「アルゴリズム推薦より人の縁」ミクシーが新SNS「mixi2」を突如リリース
■アルゴリズム推薦との新しい距離感 アルゴリズムによる投稿推薦が当たり前となり、見知らぬ人の投稿(そして広告)が次々と表示される現在のSNS。mixi2はそんな流れに一石を投じるかのような選択をしている。 サービスの中核となるホーム画面では、“フォロー中”をデフォルトのタイムラインに設定している。これは現代のSNSでは珍しい選択だ。多くのSNSがアルゴリズムによる“おすすめ”を前面に押し出す中、ユーザー自身が選択した情報源を優先する姿勢を示している。

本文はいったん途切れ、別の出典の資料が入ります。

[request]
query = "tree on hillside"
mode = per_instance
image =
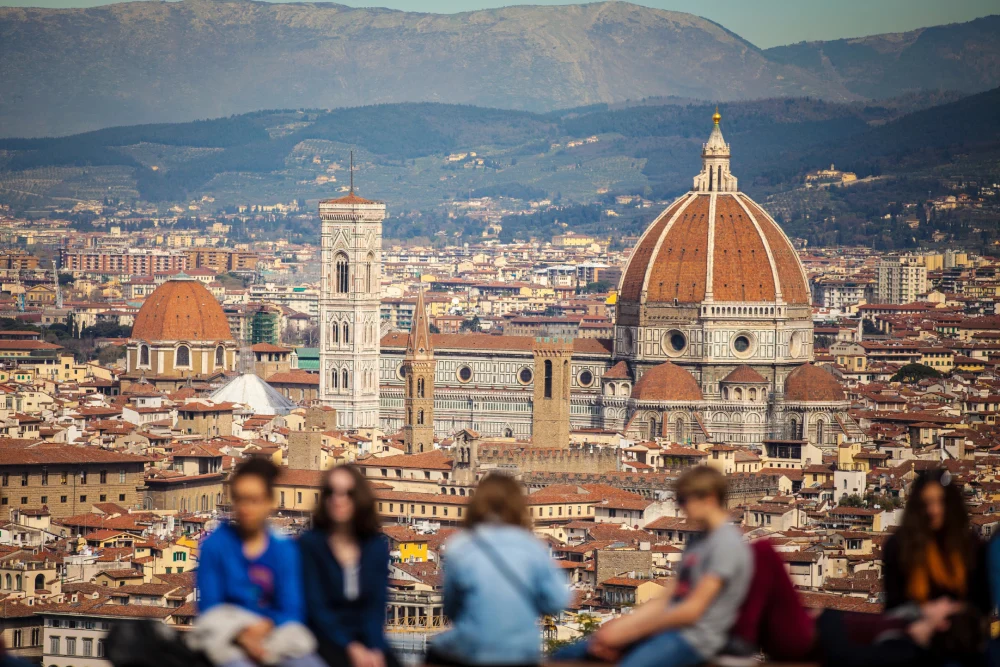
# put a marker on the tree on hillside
(915, 373)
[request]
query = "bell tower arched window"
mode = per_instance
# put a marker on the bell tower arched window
(342, 273)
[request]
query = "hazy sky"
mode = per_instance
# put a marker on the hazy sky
(763, 22)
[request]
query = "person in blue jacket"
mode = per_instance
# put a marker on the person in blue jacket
(345, 563)
(249, 579)
(498, 581)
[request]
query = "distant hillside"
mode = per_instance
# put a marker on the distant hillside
(414, 156)
(73, 70)
(961, 56)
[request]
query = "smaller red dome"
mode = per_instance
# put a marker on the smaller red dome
(811, 383)
(667, 382)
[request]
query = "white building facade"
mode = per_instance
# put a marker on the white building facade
(351, 239)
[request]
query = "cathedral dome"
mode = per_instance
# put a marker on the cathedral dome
(667, 382)
(181, 310)
(714, 244)
(809, 383)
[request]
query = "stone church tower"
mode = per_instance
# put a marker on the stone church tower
(551, 404)
(418, 372)
(351, 240)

もちろん、新しい出会いを提供する“発見”タイムラインも用意されているが、それはあくまでもユーザーが能動的に切り替えて利用する仕様となっている。このようなデザインから、ユーザーの選択を重視しながらプラットフォームとしての発展性も確保するという、バランスの取れたアプローチが見て取れる。 ■「mixi」から継承したもの、しなかったもの 名称に「2」を冠しているものの、mixi2は従来のmixiとは、まったく別のサービスとして設計されている。従来のmixiは日記を書いて読み合うような、ゆったりとした時間の流れるSNSだった。対してmixi2は「今この瞬間」を共有することを大切にしている。これはSNSの使われ方が大きく変化した現代だからこその選択と言えるだろう。

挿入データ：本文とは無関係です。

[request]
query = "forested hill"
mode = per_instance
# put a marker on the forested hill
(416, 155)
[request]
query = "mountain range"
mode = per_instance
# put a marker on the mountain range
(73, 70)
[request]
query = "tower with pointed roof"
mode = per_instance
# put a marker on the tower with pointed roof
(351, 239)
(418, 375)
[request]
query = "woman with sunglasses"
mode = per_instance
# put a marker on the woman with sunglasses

一方で、mixiの強みであった“コミュニティ”の考え方は現代的な形で受け継がれている。mixi2のコミュニティ機能では、相互フォローの関係にある人々を招待したり、承認制のグループを作成したりできる。さらに、アニメやスポーツ中継の同時視聴といったオンラインでの集まりから、キャンプなどのオフライン企画まで、幅広い活動を手軽に計画できるイベント機能と組み合わせることで、共通の関心事を持つ人々の交流をより活発にする仕組みを提供している。

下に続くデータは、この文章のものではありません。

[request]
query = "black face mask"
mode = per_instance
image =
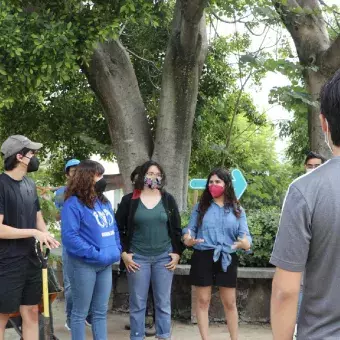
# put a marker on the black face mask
(100, 186)
(33, 165)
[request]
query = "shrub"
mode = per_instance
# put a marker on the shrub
(263, 226)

興味深いのは、かつてのmixiの代名詞的機能であった“足あと”を実装していない点だ。誰が自分のプロフィールを見たのかが分かる「足あと」機能は2000年代のSNS文化を象徴する機能だった。しかし、プライバシーに対する意識が高まった現代において、他者の行動を可視化する機能は必ずしも歓迎されない。この機能の非搭載は、現代のユーザーのプライバシー意識に寄り添った判断と言えるだろう(マッシュアップとして、リアクションボタンを長押しすると“足跡マーク”を付けられる隠し機能はある)。